Colorado Democratic Party spokesman Matt Inzeo refuses to answer whether he voted in the March party caucuses earlier this year despite repeated requests from Media Trackers via phone, e-mail, and Twitter.
As previously reported by Media Trackers Colorado, Inzeo waited nearly a year after being hired by the state party to register to vote in Colorado. More important, Inzeo registered to vote a mere five days before the party’s March caucuses. His outright refusal to answer whether he voted in the caucus raises serious questions about voter fraud since state lawexplicitly prohibits individuals who have been registered to vote for less than two months from voting in a party caucus.

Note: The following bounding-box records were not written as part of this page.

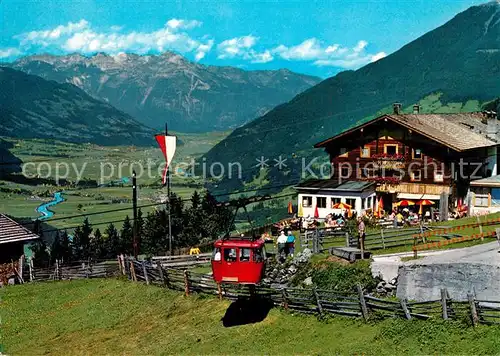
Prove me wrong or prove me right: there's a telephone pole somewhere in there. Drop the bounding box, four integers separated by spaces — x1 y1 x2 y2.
165 123 172 256
132 170 138 259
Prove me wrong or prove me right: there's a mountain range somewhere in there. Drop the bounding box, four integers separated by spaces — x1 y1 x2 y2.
9 52 321 132
0 67 154 145
204 1 500 190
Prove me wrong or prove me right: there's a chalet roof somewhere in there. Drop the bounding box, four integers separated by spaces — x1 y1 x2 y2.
470 175 500 187
295 179 375 192
314 112 497 152
0 214 40 244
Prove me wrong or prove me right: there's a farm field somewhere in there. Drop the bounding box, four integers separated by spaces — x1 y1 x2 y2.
0 279 500 355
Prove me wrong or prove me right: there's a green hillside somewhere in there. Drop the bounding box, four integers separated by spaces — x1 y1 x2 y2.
9 52 321 132
0 280 500 356
201 2 500 195
0 67 154 146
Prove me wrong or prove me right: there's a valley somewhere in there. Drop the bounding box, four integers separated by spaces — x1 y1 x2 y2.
0 132 228 228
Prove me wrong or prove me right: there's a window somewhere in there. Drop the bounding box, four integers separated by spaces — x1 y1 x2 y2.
240 248 250 262
384 143 398 155
340 167 351 178
413 148 422 159
339 147 349 157
361 146 370 158
474 188 489 207
224 248 236 262
212 247 221 261
253 247 266 262
434 168 444 182
360 167 377 178
345 198 356 209
331 198 341 209
316 197 326 209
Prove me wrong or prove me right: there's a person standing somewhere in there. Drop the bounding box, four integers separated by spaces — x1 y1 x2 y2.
358 216 366 251
278 231 287 256
286 230 295 257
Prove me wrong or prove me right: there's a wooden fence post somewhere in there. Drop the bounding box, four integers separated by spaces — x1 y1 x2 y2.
399 299 411 320
281 288 288 310
358 235 365 260
116 255 125 274
142 261 149 285
157 262 165 286
313 287 323 316
356 284 368 320
56 259 61 280
467 293 479 326
28 257 33 282
184 270 189 297
441 288 448 320
130 260 137 282
476 215 484 241
217 283 222 300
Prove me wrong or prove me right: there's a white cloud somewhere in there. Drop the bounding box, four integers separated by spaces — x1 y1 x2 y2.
0 47 21 58
217 35 274 63
6 18 386 69
15 19 213 60
272 38 324 60
194 40 214 61
217 35 258 59
370 52 387 62
166 19 202 30
14 19 89 46
272 37 386 69
252 50 274 63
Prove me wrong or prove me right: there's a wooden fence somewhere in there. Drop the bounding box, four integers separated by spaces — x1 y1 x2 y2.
21 261 120 282
120 260 500 326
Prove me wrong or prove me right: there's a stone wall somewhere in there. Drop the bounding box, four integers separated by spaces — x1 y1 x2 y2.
396 262 500 301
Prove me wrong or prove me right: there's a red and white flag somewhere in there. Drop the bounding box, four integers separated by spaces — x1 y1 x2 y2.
155 135 177 185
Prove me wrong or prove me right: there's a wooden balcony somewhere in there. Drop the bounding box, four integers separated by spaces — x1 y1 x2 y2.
376 183 451 195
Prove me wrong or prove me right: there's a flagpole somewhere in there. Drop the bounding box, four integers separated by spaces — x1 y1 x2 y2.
132 170 139 259
165 123 172 256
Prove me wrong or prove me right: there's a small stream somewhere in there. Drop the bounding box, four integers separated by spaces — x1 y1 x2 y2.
36 192 64 220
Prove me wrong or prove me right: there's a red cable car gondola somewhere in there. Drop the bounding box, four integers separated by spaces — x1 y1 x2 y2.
211 196 270 285
212 237 265 284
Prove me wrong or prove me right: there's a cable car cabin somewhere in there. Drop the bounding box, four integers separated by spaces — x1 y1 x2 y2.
212 237 266 284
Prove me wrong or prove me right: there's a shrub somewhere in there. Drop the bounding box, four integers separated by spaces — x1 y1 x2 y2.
311 260 380 293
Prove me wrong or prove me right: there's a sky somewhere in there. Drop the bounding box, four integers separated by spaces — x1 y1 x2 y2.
0 0 492 78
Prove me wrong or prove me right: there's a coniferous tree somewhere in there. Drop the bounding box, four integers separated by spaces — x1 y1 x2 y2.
33 238 50 267
132 209 144 251
73 218 92 260
61 230 73 261
91 229 106 259
50 231 63 262
104 223 120 258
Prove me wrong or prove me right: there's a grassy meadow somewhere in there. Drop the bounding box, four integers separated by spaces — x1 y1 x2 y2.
0 279 500 355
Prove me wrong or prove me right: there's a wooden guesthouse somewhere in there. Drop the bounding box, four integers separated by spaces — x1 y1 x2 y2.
297 104 500 217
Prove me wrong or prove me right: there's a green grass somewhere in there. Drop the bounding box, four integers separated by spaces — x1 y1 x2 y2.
1 280 500 355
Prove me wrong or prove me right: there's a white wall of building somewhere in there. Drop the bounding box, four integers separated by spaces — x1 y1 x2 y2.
297 191 376 219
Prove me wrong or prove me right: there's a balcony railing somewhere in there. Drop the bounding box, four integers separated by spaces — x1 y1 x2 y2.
372 153 407 162
376 183 450 195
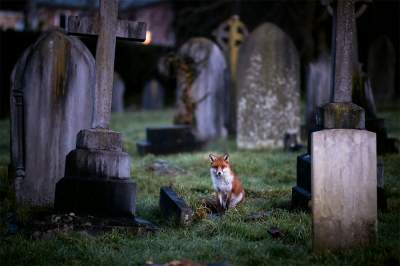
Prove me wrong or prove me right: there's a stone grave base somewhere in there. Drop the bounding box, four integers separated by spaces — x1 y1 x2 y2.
22 210 158 240
160 187 193 226
136 125 203 155
54 128 136 217
311 129 377 252
291 153 387 210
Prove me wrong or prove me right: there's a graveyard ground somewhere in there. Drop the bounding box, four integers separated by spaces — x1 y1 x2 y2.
0 108 400 265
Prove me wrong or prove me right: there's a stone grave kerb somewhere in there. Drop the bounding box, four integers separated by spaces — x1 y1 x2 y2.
55 0 146 216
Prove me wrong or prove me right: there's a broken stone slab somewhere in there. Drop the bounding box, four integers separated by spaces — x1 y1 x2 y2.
160 187 193 226
311 129 377 252
136 125 202 155
146 159 187 177
65 149 131 179
55 176 136 217
76 128 122 151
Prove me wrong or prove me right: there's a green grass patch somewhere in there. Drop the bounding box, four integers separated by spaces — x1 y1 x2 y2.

However, state party chairman Rick Palacio and Denver county chair Cindy Lowery-Graber both told Media Trackers on the record that Inzeo did not vote in the March caucuses. In fact, the two party operatives gave Media Trackers a nearly verbatim response. “Matt Inzeo did not participate in the 2012 caucus,” Lowery-Graber wrote at 4:49 p.m. on Tuesday, June 5. Nearly 24 hours later, Palacio responded via his iPhone that “Matt did not participate in the 2012 caucuses.”

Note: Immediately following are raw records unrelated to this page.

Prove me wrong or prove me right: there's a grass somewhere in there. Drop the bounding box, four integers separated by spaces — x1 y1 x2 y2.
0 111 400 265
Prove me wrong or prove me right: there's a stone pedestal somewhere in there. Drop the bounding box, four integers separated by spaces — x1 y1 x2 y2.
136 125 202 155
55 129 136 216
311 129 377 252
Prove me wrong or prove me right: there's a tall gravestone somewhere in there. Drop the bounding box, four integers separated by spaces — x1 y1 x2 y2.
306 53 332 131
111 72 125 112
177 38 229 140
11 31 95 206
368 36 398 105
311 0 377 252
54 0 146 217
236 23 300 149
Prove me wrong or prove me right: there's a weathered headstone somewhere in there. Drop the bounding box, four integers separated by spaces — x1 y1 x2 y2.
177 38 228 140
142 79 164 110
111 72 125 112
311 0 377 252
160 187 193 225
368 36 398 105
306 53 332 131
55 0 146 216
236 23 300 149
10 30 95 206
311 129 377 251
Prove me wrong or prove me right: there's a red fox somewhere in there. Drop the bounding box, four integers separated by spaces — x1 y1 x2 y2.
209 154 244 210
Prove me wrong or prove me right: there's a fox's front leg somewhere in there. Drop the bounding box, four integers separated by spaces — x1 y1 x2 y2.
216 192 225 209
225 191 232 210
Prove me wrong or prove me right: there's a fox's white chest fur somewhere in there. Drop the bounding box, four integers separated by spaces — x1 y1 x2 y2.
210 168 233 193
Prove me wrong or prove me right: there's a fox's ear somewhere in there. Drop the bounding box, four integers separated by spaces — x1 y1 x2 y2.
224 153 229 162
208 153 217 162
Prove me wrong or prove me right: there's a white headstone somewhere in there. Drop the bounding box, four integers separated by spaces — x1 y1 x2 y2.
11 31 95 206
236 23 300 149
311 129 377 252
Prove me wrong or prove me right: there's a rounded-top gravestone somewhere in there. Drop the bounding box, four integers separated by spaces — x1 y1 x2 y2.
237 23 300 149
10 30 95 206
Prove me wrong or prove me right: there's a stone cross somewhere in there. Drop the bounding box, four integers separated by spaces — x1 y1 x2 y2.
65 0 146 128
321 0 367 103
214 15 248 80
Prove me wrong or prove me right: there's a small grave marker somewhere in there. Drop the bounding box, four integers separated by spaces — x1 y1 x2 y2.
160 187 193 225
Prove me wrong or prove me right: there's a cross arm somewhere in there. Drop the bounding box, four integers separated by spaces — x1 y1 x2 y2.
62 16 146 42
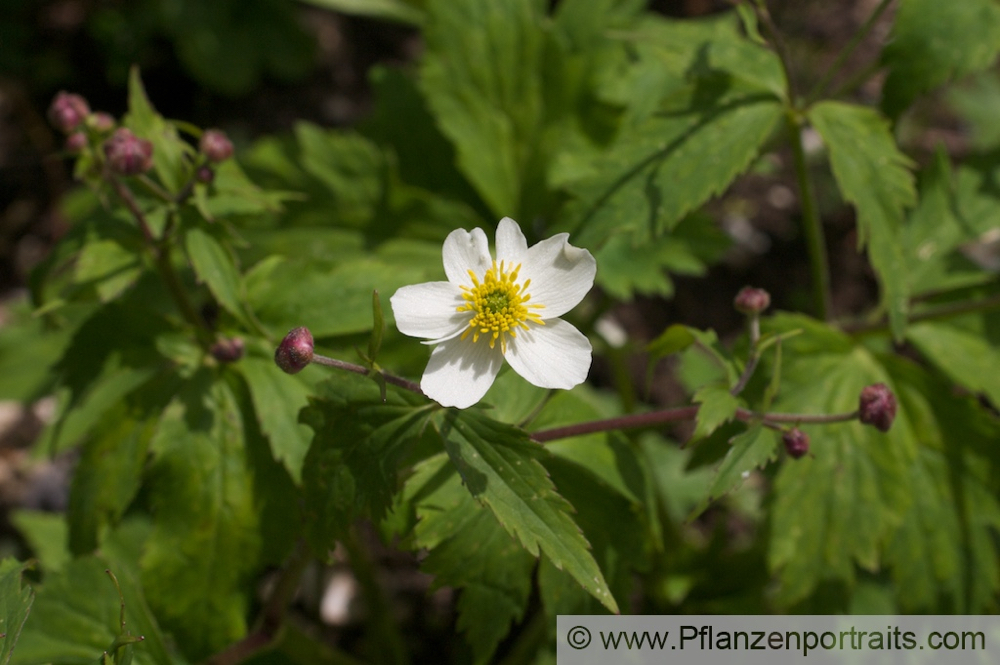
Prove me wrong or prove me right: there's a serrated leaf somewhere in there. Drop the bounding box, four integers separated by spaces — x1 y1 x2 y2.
691 385 740 439
123 67 193 194
441 411 618 612
882 0 1000 117
398 453 535 662
142 370 260 657
302 373 429 555
13 556 171 665
246 257 437 338
562 80 782 246
808 102 916 339
420 0 545 217
239 357 312 484
688 424 778 520
67 407 159 555
0 558 35 665
906 321 1000 405
10 509 73 573
768 315 916 603
184 227 247 323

When Media Trackers asked for caucus sign-in sheets to verify whether Inzeo participated in the caucus, Palacio refused to respond, while Lowery-Graber took to Twitter to say that “caucus sign in data is collected for specific party outreach purposes…and I am guessing this request isn’t for that.” Lowery-Graber’s Twitter response to Media Trackers’ query was her first post on the social media site in 280 days.
Without being able to review the caucus sign-in sheets for Inzeo’s Denver precinct, it is impossible to independently verify that Inzeo did not commit voter fraud.
Although Inzeo was first hired as the communications director for Colorado Democrats in May of 2011, he did not register to vote in the state until March 1, 2012. Inzeo’s voter registration likely occurred at the state’s Department of Motor Vehicles according to both public records and a Twitter message he posted that same day. In fact, his voter registration in Colorado appears to have been only incidental since the Washington, D.C. license plates for his 2005 Toyota Corolla were set to expire on March 2, 2012 — the next day — according to public records.
In his Twitter posting on March 1, 2012, Inzeo noted his annoyance with an ongoing conversation near him and then included the hashtag “#ihavetheDMV,” which appears to be a typo for “ihatetheDMV.” Barbara J. Brohl, the official who runs the Colorado Division of Motor Vehicles, is a registered Democrat.